Entrée des artistes
"Le malheur est à l'art ce que le fumier est à la culture maraîchère."
Dixit San Antonio aka Frédéric Dard. Un des romanciers favoris de mon ex beau-père d'ailleurs. Paix à son âme. (Celle de Dard, mon ex beau-père est probablement encore en vie à l'heure qu'il est...)
La citation vous l'aurez compris n'a pas été choisie au hasard; c'est ce que j'ai trouvé de mieux pour présenter mon sujet sans devoir vous faire subir une introduction qui, vu l'heure et surtout vu mes dispositions, risque d'être aussi vaseuse que décousue.
Lors d'une leçon parmi tant d'autres consacrées à la vie de Verlaine, mon professeur de français de l'époque nous a dit: " C'est lorsqu'il est malheureux qu'un écrivain écrit le plus et surtout le mieux." Cet honorable monsieur (dont chaque parole était pour moi Evangile) était loin de se douter qu'il venait par cette phrase de confirmer le fondement d'une théorie qui n'avait pas encore vraiment de mots mais qui germait en moi depuis quelque temps déjà, et que par là-même il venait de chambouler complètement mon système de valeurs.
Il faut savoir qu'à quinze ans déjà, j'avais des ambitions écrivaines. J'avais aussi de gros problèmes relationnels. Du haut de ma solitude, j'en étais arrivée à penser que les gens heureux, et le bonheur en général, n'étaient pas intéressants. La preuve? Le happy end. Les histoires se terminaient invariablement là où le bonheur commençait, et vice versa. Imaginez un film de deux heures trente ou un roman de 600 pages où tout le monde serait parfaitement heureux:Ce serait d'un ennui mortel...Ca, c'est ce que je pensais à l'époque.
Les théories évoluant avec l'âge (et avec l'aggravation de mes problèmes personnels), j'en arrivai un peu plus tard à la conclusion suivante: le bonheur durable n'est pas possible, car toute la vie n'est qu'une continuelle poursuite de ce but final qu'est le bonheur. Une fois atteint, la course s'arrête, car l'homme n'a plus de but, et donc plus de raison d'être. Il se doit donc de fuir ou de briser ce bonheur nouvellement atteint pour pouvoir continuer à chercher et donc à vivre (je tiens ici à remercier les scénaristes de la série "Dawson's Creek" pour m'avoir soutenue et confortée dans mes opinions pendant des années)
Le bonheur étant inintéressant et de toute façon inaccessible, me restait son contraire, avec lequel j'étais familiarisée depuis un certain temps déjà: le malheur, ce malheur qu'à 17 ans j'excelle à dépeindre, à décrire, à coucher sur le papier...
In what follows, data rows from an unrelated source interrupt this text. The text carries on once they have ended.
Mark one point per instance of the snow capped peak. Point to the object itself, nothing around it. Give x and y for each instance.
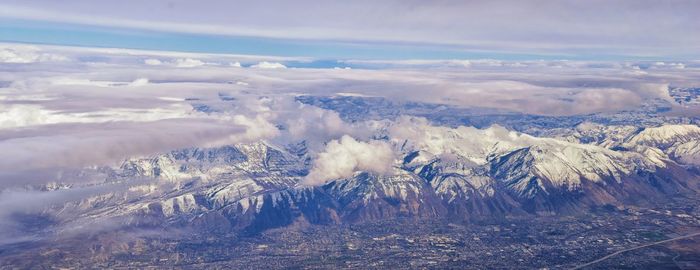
(667, 135)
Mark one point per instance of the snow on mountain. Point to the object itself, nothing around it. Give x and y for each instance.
(666, 136)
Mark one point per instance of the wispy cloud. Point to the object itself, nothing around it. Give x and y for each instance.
(642, 28)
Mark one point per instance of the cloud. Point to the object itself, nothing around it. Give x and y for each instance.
(188, 63)
(549, 27)
(343, 157)
(268, 65)
(26, 54)
(152, 62)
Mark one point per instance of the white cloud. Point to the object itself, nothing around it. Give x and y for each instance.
(139, 82)
(268, 65)
(152, 62)
(343, 157)
(26, 54)
(188, 63)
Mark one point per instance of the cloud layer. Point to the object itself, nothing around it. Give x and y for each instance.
(641, 28)
(343, 157)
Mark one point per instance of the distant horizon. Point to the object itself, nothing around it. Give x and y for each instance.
(559, 30)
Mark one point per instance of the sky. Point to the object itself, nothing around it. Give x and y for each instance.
(506, 30)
Le bonheur est inintéressant et inaccessible. Le malheur est là, irrémédiablement là, et qui plus est il apporte de l'encre à ma plume. Qu'il en soit ainsi: puisque je ne peux tuer la bête, je la nourrirai pour qu'elle me tienne chaud.
Et voilà comment, de fil en aiguille, on se tisse un raisonnement à la con et on s'y enferme comme dans une camisole de force.
C'est vrai: nombre des grands génies artistiques des siècles derniers, toutes catégories confondues, furent des fous, des incompris, des malheureux, des malades, des suicidaires. Leur oeuvre est imprégnée des tourments de leur âme et c'est ce qui la rend si touchante. La douleur est malheureusement beaucoup plus communicative que la joie. Mais cet art-là est un exutoire, un vice, un mode d'expression détourné pour ceux qui ne parviennent pas ou plus à communiquer "normalement". Oui, cet art-là est magnifique et poignant, mais il n'est pas délibéré. Cultiver son malheur pour en faire de l'art, c'est confondre la fin et les moyens. Et dire que le bonheur est inintéressant et impossible à réaliser, c'est oublier que le bonheur aussi se cultive, que le bonheur se joue, se chante, s'écrit, se dessine et se peint, plus et peut-être mieux encore que le malheur, et que surtout, le bonheur se vit. C'est l'Art qui doit être le reflet de la vie, et non la vie qui doit refléter l'Art.